From Tom Dowler of Long Haul Films... We witness a huge range of wedding speeches—some that are funny, some that are touching, and, unfortunately, some that aren't very good. The real key to giving a great wedding speech is authenticity and confidence. Many times when a speech goes badly - if it descends into an awkward roast or someone delivers a poorly-executed song-and-dance routine - it's because the speaker isn't confident that they'll be interesting enough if they keep it real. But the best speeches are just that—people speaking from the heart with love and authenticity.
Wedding Speech Tips Recapped
- Memorize your speech. Write down key bullet points on index cards to help jog your memory if needed.
- Forget about "winging it". The best speeches are those that have been carefully crafted and rehearsed so they look off-the-cuff, but are anything but.
- Cut out the sarcasm and speak from the heart.
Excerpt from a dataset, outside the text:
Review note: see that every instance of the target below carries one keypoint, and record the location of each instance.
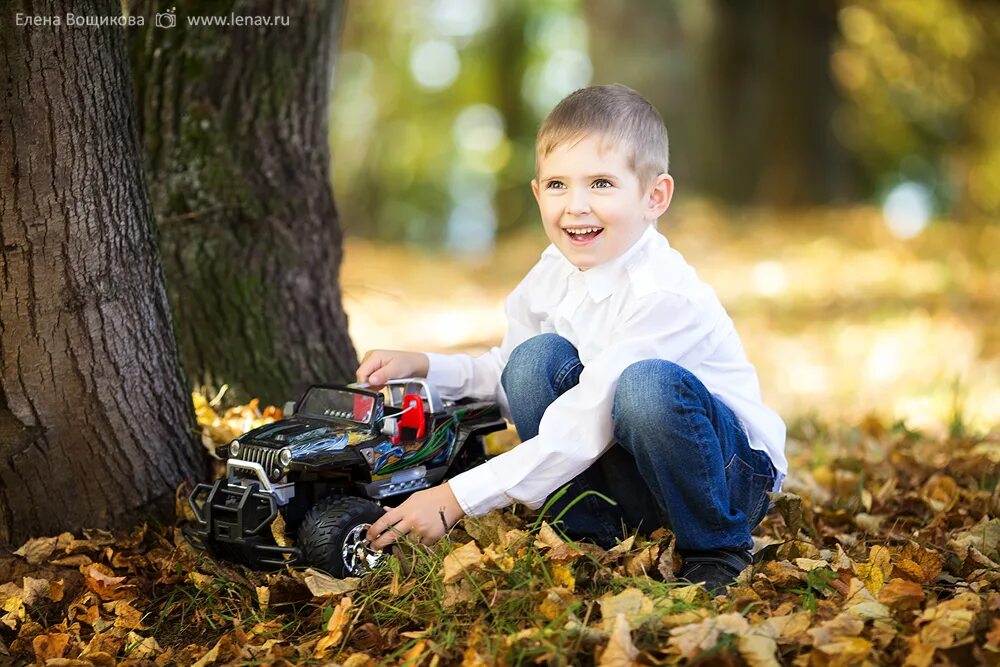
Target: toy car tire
(328, 525)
This can often be tougher for guys, but remember, this is a wedding, so people expect even the hardest-nosed bro to get a little emotional.
- Keep it simple. Unless you're a professional, don't attempt a song or a poem instead of a speech. If you're sincere and authentic, you'll get a great reaction.
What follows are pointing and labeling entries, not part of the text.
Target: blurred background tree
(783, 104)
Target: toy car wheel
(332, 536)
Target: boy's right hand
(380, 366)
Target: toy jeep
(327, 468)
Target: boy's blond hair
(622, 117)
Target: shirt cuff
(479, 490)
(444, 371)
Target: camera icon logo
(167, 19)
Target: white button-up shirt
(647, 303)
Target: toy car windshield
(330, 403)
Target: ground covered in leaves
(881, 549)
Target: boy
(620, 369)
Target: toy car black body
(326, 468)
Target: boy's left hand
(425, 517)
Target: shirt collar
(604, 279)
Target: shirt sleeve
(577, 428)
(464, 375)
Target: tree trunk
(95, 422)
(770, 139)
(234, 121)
- Think of a pithy metaphor that sums up the happy couple's relationship, and use it as the thematic backbone of your speech.
- A drink can be great to calm the nerves, but be super careful not to overdo it. Make sure the guests are talking about your speech the next day for all the right reasons.
- Leave the microphone on the mic stand. That way you'll stay in one spot instead of nervously pacing, and you'll have two free hands—one for your notes and the other for your toasting glass.